Okay, We've got a problem here!! 

A few months back we got in some concrete with fiberglass reinforcement in it (replacing the aggregate) for our airfield repairs. Our airfield stays pretty active so we really don't have time to let the concrete set normally. They sent us some accelerator and it worked great, set up really fast when we mixed 2 parts concrete to 1 part accelerator. Well the stuff I tested in the fall is all gone now and SUPPOSEDLY we got more, but its in a different kind/color bag then it was in before. I'm not even sure it was accelerator but we got a few he said / they told me stories, so we tried it. It took almost 24 hours to set-up enough to drive over it!!  

So, I'm trying to find out if this was accelerator or some type of grout or morter they sent us (Thats what it smells like) I mixed some accelerator by itself (just a cup full) and it set up in about an hour or so. 

My question is, should accelerator (powder not liquid) set up all by itself??

I would think there is a chemical reaction that takes place with the cement or something.

Please let us know what you know about this because its hard to find out anything about the product being here in Germany, they're always trying to pull stuff over on us.

Thanks in Advance!


----------



## paul (May 13, 2001)

With out seeing it it might have been a liquid plastizer, It's used to increase concrete strength. If it's not mixed enough it will not set very fast.


----------



## osc (Mar 2, 2000)

I cannot really answer your question directly but here in Ohio, they use 1 or 2% calcium and it sets up really quick. Usually calcium is used as an additive in winter to prevent the concrete from freezing.


----------



## parkwest (Jan 11, 2000)

Calcium Chloride is the most commonly used accelerator. It is rock salt. Salt lowers the freezing temp of water about 5 degrees plus it bonds with water molecules to speed up the removal of water from the mix.

Hope this helps.


----------



## parkwest (Jan 11, 2000)

> _Originally posted by guido _
> *They sent us some accelerator and it worked great, set up really fast when we mixed 2 parts concrete to 1 part accelerator. *


It is reccommended never add more than 2% of CaCL by weight of cement. Too much may cause flash set, increase shrinkage(cracking), corrode reinforcement and weaken and discolor concrete. Did you really add 33% CaCl? How did it turn out? I guess you really won't know the answer for a couple of years.


----------



## thelawnguy (May 20, 2001)

calcium Chloride is not the same as rock salt (Sodium Chloride). 

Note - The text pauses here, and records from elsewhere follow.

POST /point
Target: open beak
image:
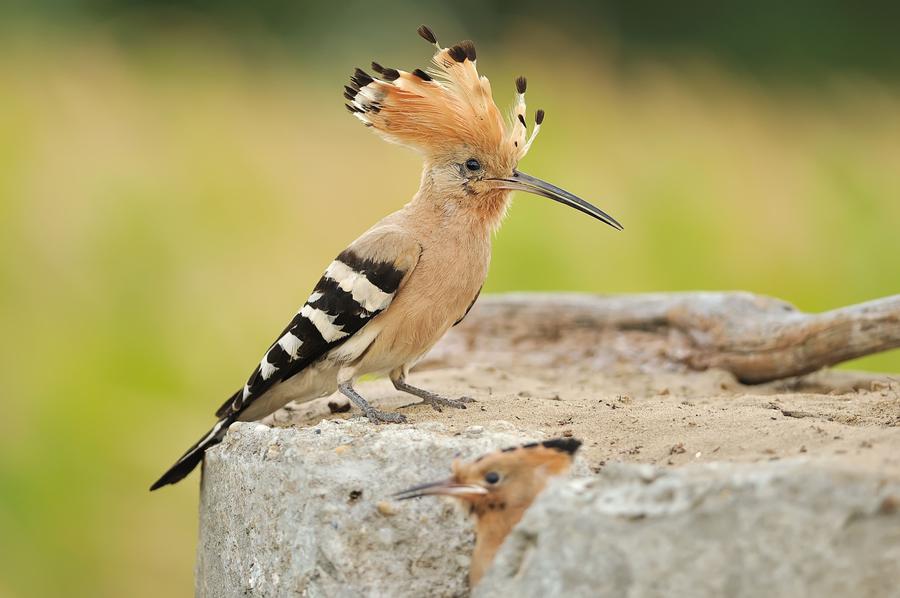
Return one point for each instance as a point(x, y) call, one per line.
point(446, 487)
point(520, 181)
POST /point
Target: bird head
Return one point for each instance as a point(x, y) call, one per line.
point(503, 481)
point(448, 115)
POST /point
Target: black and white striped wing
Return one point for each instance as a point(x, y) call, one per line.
point(351, 292)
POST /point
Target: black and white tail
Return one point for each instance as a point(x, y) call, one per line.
point(194, 456)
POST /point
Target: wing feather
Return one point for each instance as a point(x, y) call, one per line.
point(358, 285)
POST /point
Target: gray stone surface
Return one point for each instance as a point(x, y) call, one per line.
point(778, 529)
point(307, 512)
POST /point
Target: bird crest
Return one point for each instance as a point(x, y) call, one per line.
point(449, 103)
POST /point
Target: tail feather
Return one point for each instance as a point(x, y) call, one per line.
point(194, 455)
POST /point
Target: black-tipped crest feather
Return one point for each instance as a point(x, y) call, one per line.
point(566, 445)
point(521, 84)
point(427, 34)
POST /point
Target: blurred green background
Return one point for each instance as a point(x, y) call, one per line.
point(175, 175)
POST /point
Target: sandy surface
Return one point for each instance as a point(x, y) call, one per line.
point(844, 419)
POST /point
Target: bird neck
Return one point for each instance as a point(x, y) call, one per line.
point(454, 207)
point(491, 529)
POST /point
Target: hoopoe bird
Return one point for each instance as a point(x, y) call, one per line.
point(391, 295)
point(498, 488)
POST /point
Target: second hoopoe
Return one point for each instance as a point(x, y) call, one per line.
point(498, 488)
point(394, 292)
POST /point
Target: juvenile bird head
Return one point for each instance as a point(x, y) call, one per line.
point(499, 487)
point(448, 115)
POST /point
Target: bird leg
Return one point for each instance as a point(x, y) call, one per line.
point(430, 398)
point(373, 414)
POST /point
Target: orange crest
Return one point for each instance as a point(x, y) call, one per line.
point(449, 104)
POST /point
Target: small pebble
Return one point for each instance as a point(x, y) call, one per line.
point(474, 431)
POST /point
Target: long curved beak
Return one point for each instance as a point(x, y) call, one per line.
point(444, 488)
point(520, 181)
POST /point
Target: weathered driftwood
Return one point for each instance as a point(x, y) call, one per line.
point(756, 338)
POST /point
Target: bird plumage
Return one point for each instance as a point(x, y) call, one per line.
point(391, 295)
point(498, 488)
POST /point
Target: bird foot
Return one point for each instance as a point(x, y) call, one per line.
point(375, 416)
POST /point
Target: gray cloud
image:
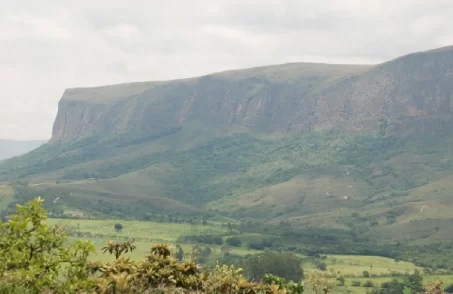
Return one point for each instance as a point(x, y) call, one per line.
point(47, 46)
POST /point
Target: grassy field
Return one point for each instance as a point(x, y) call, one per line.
point(152, 232)
point(355, 265)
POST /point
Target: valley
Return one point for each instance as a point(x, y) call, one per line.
point(344, 166)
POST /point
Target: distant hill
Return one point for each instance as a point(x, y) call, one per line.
point(363, 148)
point(11, 148)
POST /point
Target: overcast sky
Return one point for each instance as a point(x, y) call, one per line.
point(47, 46)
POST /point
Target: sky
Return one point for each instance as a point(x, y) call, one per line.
point(47, 46)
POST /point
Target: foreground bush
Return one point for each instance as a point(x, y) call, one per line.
point(37, 258)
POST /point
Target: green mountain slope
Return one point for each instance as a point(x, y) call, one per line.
point(359, 148)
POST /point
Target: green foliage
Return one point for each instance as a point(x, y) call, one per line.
point(118, 227)
point(37, 258)
point(34, 255)
point(414, 282)
point(449, 288)
point(286, 265)
point(368, 284)
point(234, 241)
point(394, 287)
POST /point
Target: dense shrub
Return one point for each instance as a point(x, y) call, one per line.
point(34, 254)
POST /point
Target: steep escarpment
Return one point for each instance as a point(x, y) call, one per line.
point(417, 86)
point(309, 143)
point(263, 99)
point(280, 98)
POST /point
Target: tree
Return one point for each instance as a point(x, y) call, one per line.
point(118, 227)
point(35, 254)
point(234, 241)
point(321, 282)
point(415, 282)
point(394, 287)
point(179, 253)
point(285, 265)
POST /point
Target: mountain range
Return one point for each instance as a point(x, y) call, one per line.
point(353, 147)
point(11, 148)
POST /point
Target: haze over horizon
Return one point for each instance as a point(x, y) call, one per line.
point(45, 49)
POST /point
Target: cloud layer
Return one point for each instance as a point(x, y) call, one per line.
point(47, 46)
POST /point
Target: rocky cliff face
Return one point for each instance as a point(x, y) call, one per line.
point(276, 98)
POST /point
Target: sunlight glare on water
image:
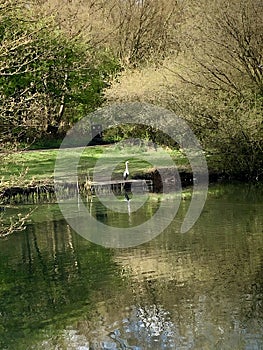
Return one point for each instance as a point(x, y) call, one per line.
point(198, 290)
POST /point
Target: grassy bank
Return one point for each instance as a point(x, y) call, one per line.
point(23, 168)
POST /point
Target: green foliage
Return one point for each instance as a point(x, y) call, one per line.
point(47, 80)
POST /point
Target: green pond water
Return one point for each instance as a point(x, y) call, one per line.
point(199, 290)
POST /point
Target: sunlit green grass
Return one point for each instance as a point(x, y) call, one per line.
point(38, 165)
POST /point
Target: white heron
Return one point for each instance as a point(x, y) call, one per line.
point(126, 171)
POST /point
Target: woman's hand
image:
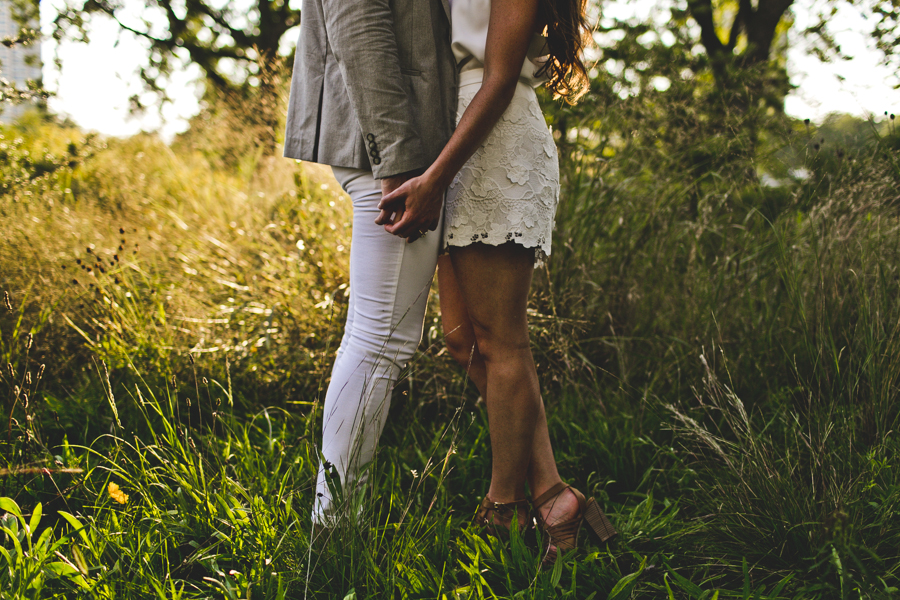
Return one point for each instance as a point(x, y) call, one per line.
point(413, 208)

I would double check as to which is to be used before possibly spoiling a load of mud.


----------



## guido (May 13, 2001)

*WALT*

If you read this thread tonight (Sunday/Monday) See if you can see what that stuff in the red bag is (the ONE bag thats left) and see what chemicals are in it and post here. I'm not sure what it even is. Thanks. If not I'll check tommorow night when I come in.


----------



## parkwest (Jan 11, 2000)

Lawnguy,

Please check. I believe NaCl sodium Chloride is table salt.


----------



## thelawnguy (May 20, 2001)

"Please check. I believe NaCl sodium Chloride is table salt."

Table salt and rock salt are the same thing, both sodium chloride just one has had the bugs and sticks sifted out of it and ground up finer. Go to a fancy french restaurant and watch em fill that fancy salt grinder with Halite lol.

Anyways, sodium chloride (salt) is different than calcium chloride (calcium) and I wonder if they do or do not have the same effect on concrete? Besides melting ice lol.


----------



## Chuck Smith (Dec 30, 1999)

NaCl is Sodium Chloride
CaCl is Calcium Chloride
MgCl is Magnesium Chloride

~Chuck


----------